1 hour ago, Wavicle said:
I'm not in any fashion related to the dev team, so take with a grain of salt, but going by the Verilog design for X8 published last December:
The 64K of RAM lives at address $0000-$FFFF, with a few exceptions. RAM banking only applies to VRAM which has 256 pages of 256 bytes mapped in at $0400. Sprite, PSG, and Palette RAM live in the $0500 page; and $0600-$0617 (24 bytes) are used for general hardware control and IO (e.g. VRAM bank select is at $0605). The only "ROM" is a "Boot ROM" overlay at the top two pages ($fe00-$ffff) and can be disabled / turned into normal RAM by, I think, clearing bit 3 of $0602 (can't quite tell which due to the lateness of the hour, but it looks like the logic is inverted in the design where it is labeled "bootrom_dis", so I would imagine that bit is functionally "bootrom overlay enabled").
$0000-$03ff, and $0618-$fdff are always RAM and writes to $fe00-$ffff are always written to RAM but vary their read behavior depending on what the bootrom overlay bit's value is. Presumably the bootrom's job is to fetch the OS kernel from SPI and write it into RAM; it should then disables the bootrom overlay and execute entirely out of RAM.

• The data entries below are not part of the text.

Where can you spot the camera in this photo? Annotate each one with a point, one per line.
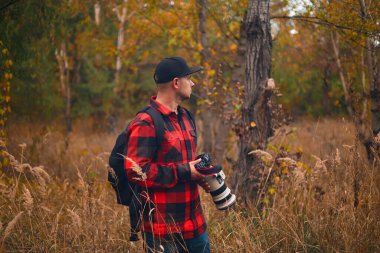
(214, 175)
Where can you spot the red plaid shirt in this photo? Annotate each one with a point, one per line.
(170, 200)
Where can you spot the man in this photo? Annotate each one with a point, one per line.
(172, 218)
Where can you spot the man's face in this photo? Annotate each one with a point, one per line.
(184, 87)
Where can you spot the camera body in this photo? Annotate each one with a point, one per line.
(215, 177)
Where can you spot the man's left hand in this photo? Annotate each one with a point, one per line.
(203, 183)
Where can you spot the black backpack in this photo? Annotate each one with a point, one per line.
(126, 191)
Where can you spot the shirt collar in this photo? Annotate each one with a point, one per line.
(163, 109)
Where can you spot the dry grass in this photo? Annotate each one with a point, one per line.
(67, 205)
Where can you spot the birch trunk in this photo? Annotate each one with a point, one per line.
(64, 76)
(257, 109)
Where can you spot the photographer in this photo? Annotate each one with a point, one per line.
(172, 215)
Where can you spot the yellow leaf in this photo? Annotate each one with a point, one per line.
(271, 190)
(211, 72)
(265, 201)
(233, 47)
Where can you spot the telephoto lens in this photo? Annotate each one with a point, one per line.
(221, 194)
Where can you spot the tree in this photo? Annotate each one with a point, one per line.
(256, 126)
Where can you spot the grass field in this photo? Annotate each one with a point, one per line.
(57, 200)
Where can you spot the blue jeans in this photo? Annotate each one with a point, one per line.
(199, 244)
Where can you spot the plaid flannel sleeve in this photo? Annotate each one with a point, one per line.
(141, 148)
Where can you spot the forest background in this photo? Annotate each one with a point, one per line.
(74, 72)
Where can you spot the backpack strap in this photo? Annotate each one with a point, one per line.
(191, 119)
(159, 126)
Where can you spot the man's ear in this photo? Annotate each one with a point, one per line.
(175, 83)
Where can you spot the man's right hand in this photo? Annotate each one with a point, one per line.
(195, 175)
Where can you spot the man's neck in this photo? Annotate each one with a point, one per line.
(168, 102)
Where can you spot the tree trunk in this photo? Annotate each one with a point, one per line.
(373, 54)
(64, 76)
(120, 42)
(118, 89)
(97, 9)
(206, 112)
(373, 57)
(256, 126)
(326, 89)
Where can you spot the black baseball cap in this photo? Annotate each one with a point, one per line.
(172, 67)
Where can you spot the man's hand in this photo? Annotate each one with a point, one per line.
(196, 176)
(203, 183)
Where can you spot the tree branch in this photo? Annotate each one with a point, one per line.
(319, 21)
(8, 4)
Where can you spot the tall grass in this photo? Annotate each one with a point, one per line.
(59, 201)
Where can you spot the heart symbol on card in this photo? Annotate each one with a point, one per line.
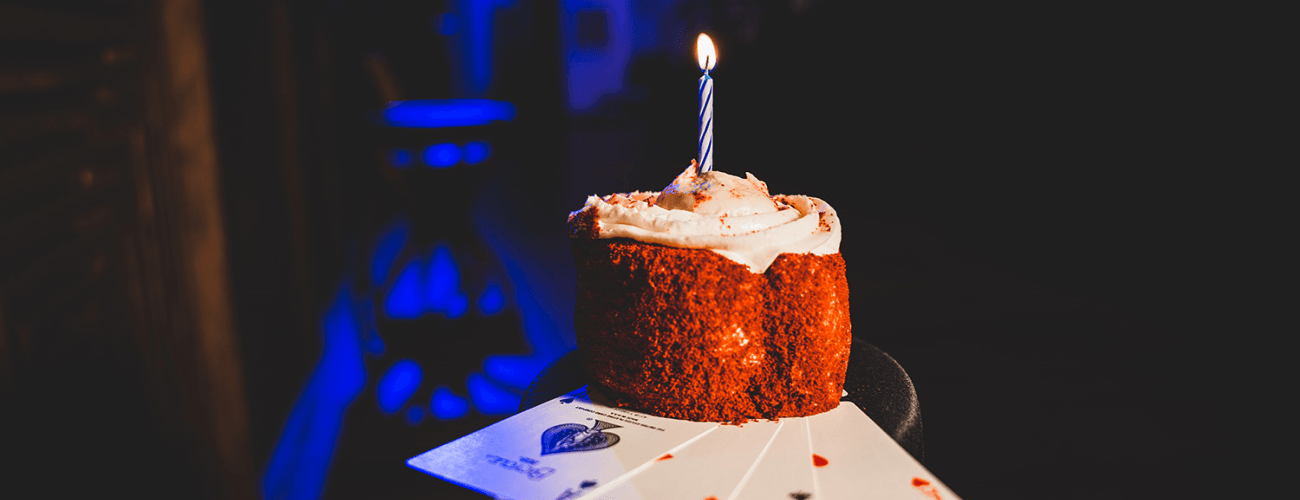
(577, 438)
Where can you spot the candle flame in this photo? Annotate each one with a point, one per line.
(705, 52)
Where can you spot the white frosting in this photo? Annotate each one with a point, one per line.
(724, 213)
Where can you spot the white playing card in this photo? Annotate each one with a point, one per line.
(857, 460)
(784, 470)
(560, 450)
(710, 466)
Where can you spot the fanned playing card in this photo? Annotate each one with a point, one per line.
(784, 470)
(560, 450)
(710, 466)
(854, 459)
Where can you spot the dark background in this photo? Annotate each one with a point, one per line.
(1035, 201)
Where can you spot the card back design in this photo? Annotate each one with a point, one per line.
(563, 448)
(566, 438)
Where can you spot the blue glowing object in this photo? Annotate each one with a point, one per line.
(406, 298)
(476, 152)
(489, 398)
(493, 300)
(302, 456)
(398, 385)
(443, 281)
(437, 113)
(516, 372)
(442, 156)
(399, 159)
(446, 405)
(386, 252)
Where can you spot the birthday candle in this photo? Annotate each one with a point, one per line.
(707, 57)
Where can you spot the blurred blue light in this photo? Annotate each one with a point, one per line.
(441, 156)
(493, 300)
(446, 405)
(399, 159)
(398, 385)
(476, 152)
(443, 281)
(303, 452)
(490, 399)
(406, 298)
(516, 372)
(386, 252)
(437, 113)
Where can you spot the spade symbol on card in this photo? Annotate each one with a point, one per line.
(577, 438)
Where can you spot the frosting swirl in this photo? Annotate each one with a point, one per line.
(732, 216)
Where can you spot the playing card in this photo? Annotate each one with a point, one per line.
(560, 450)
(854, 459)
(710, 466)
(784, 469)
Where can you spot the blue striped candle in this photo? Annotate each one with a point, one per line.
(707, 57)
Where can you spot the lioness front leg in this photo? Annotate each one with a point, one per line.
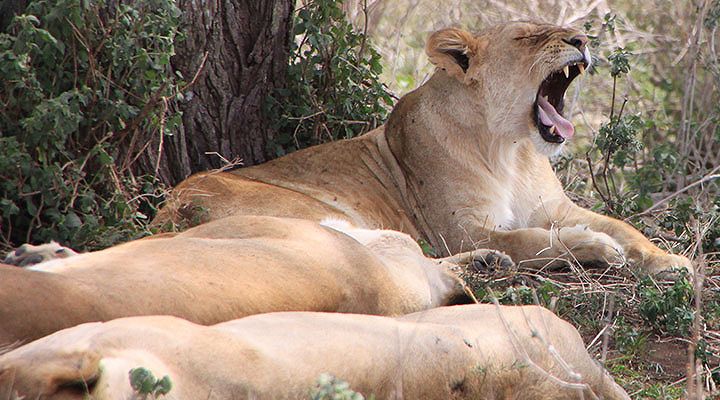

Thank you for this, but I'm still baffled why would couldn't have gotten this on the first day.
But anyway, $0000 to $00ff is of course zero page, $0100-$01ff is stack, $0200-$03ff is going to be basic/kernal variables, the rest as you mentioned. I'm gonna guess basic program storage still starts at $0800, leaving $0618-$07ff as a free/ML area, so $0800 to $9fff (38912 bytes), unless that 512 bytes of Boot ROM pushes the Kernal and BASIC down to $9e00, but even so, that's 38,400 bytes for BASIC, which is what you'd expect. Not using BASIC would then give you a contiguous block $0618 - $bdff, 47080 bytes.